A director's viewfinder or director's finder is a viewfinder used by film directors and cinematographers to set the framing of a motion picture or movie camera. There are three types of director's viewfinders.

Traditional

The most traditional director's viewfinder looks like a short telescope, can be held easily in one hand and is often seen hanging from a lanyard on the director's neck. Sometimes called a "Tewe" in Europe (after a German company that manufactured them). The functionality of these devices is limited in that they only assist in observing the field of view of the lenses that will be used on the motion picture camera but not the characteristics of that lens. This type of viewfinder allows the user to select multiple camera formats, aspect ratios and focal lengths within a specific range.

Early blimped motion picture film cameras like the Mitchell Camera BNCR were not reflex finder cameras. Instead a viewfinder similar in concept to the Alan Gordon Mark Vb bolted to the side of the camera was employed by the camera operator to frame a shot when filming. In between takes, the camera could be "racked over" to allow viewing of the actual taking lens.

Lens finder
The second type, also called a  director's viewfinder but sometimes referred to as a lens finder, is a larger device than the traditional viewfinder and employs the lenses that are intended to be used on the motion picture camera. These allow both the director and cinematographer to not only observe the field of view but also the character of the lens in terms of depth of field, optical aberration and general subjective "feel". These devices are still common on film sets, allowing shots to be framed without having to use the motion picture camera as a viewing device. Lens finders are camera format specific and require the lenses that will be used in production. They can only be viewed by one individual at a time. 

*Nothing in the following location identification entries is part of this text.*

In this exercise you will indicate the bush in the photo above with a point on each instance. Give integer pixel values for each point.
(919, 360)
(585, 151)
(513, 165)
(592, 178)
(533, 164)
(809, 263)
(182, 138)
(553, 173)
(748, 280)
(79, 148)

Variations exist for different lens mounting systems, most typically Arri PL, Arri LPL, Panavision PV mount, Panavision SP70 and Mitchell BNCR mounts. Other additions such as the addition of video assist have been made available on models such as the Kish Optics Ultimate Director's Viewfinder.

Smart phone application

In 2008 a third type of viewfinder was introduced to the motion picture industry: software-based viewfinders that use either iPhone, iPad or Android devices to replicate the functions of the traditional viewfinder. These software solutions enable an array of additional functionality such as the ability to take and store images with GPS tags, create frame-lines to define a specific Aspect ratio (image), create overlays and record information relevant in planning shoots. With iPads and digital media taking the place of traditional storyboards and printed script breakdowns, digital viewfinder applications can also capture video sequences, allowing for a much higher level of detail in pre-production. They are also considerably cheaper than the first two physical devices, giving greater flexibility and functionality of the traditional viewfinder but lacking the critical assessment characteristics of the lens finder.